Но, как видит глаз сперва то, что на солнце, а потом с изумлением и радостью обретает в тени сокровище и клад, — так и Линочкина яркая талантливость только при первом знакомстве и на первые часы делала Сашу неприметным. И менялось все с той именно минуты, как увидит человек Сашины глаза, — тогда вдруг и голос его услышит, а то и голоса не слыхал, и почувствует особую значительность самых простых слов его, и вдруг неожиданно заключит: а что такое талант? — да и нужен ли талант? Но неохотно открывал Саша свой взгляд, как будто знал важность и святость хранящейся в нем тайны, обычно смотрел вниз, на стол или на руки. Эту его особенность хорошо знала Елена Петровна и в материнской гордости, чтобы не дать гостю несправедливо подумать о Саше, заставляла его взглянуть широко и прямо.
Вдруг неожиданно спрашивала:
— Голова не болит у тебя, Сашенька?
Знала, что после этого неожиданного и нелепого-таки вопроса Саша непременно взглянет широко открытыми глазами, несколько секунд будет смотреть удивленно, а потом открыто и ясно улыбнется:
— Отчего же ей болеть? — нет, не болит.
И знала, что после этого взгляда и улыбки гость обязательно подумает: «Какой у нее хороший сын!», а вскоре, уйдя из-под Линочкиных чар, подсядет к Саше, и начнет его допытывать, и не допытает ничего, и за это еще больше полюбит Сашу, и, уходя, уже в прихожей, непременно скажет Елене Петровне:
— Какие у вас хорошие дети, Елена Петровна!
— Да, славные ребятки! — спокойно ответит она и нарочно запустит сухую, но ласковую руку в Линочкины русые кудряшки, прижмет к себе ее горячую, красную щеку; и этим мнимым непониманием окончательно добьет провинившегося и жалкого гостя.

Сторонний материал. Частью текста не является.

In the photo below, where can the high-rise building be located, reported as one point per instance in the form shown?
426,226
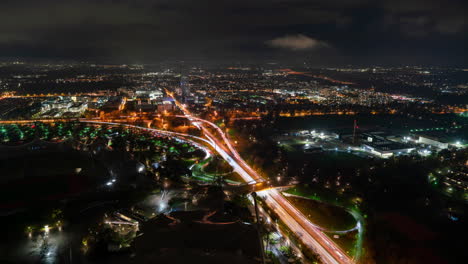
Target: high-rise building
185,87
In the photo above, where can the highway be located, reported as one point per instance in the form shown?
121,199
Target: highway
309,233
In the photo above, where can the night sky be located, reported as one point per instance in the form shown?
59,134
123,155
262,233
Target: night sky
321,32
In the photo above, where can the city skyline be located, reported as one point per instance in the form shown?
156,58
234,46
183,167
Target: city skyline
321,33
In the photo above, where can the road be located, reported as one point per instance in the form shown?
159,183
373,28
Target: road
309,233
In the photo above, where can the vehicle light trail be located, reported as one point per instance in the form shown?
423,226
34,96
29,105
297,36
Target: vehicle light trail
309,233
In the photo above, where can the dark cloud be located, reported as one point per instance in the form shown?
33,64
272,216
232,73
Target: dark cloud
296,42
358,30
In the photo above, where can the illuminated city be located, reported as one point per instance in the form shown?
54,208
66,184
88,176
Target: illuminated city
283,147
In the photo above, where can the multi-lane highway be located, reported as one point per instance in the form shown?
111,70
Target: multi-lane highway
309,233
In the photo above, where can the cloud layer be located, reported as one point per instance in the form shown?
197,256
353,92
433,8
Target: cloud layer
360,31
296,42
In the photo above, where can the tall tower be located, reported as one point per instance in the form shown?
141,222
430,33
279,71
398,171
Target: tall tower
185,87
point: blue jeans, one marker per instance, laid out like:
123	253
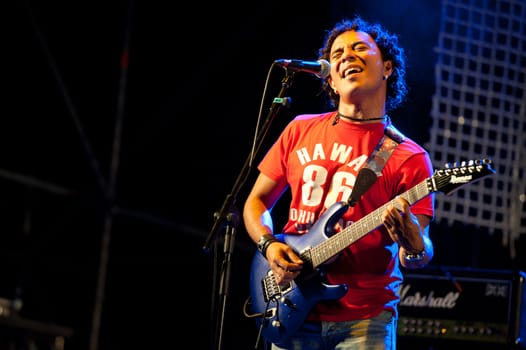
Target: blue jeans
378	333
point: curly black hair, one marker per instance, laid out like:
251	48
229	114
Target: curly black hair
391	51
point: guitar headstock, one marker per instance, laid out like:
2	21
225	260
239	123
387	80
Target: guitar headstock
455	175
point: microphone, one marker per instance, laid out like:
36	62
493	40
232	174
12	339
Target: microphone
320	68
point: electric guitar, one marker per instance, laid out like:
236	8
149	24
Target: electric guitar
280	310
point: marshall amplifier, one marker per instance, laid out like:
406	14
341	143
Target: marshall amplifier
462	304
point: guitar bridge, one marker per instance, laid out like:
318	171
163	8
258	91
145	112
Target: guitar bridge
271	289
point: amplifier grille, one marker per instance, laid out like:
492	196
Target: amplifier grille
462	304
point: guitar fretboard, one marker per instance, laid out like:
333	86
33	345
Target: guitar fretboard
338	242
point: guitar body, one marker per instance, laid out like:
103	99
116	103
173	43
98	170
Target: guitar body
285	307
281	310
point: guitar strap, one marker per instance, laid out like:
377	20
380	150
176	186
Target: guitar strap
376	161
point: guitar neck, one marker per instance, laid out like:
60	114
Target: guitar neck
338	242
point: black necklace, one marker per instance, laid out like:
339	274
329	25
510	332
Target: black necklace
354	119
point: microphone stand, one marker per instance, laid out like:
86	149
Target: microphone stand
228	218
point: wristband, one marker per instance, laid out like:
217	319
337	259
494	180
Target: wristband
264	241
414	257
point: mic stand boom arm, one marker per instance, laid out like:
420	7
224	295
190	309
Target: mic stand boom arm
227	218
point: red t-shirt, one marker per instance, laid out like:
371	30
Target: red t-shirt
320	162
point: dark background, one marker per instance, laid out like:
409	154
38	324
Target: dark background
156	104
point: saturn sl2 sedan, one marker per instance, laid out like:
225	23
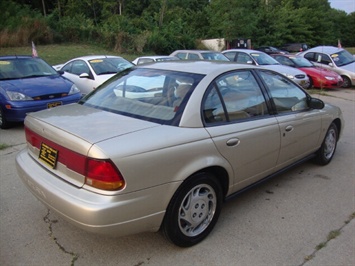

Но Линочка и сама разделяет чувство матери и, ласкаясь, смотрит на глупого гостя с явной насмешкой и страстно думает: «Вот дурак!» А потом, прощаясь с братом на ночь, шепчет ему громким на весь дом шепотом:
— Она тобою гордится! — И еще громче: — Я тоже!
«Она» между детьми называлась мать, а покойный и наполовину забытый отец назывался, по примеру матери, «генералом».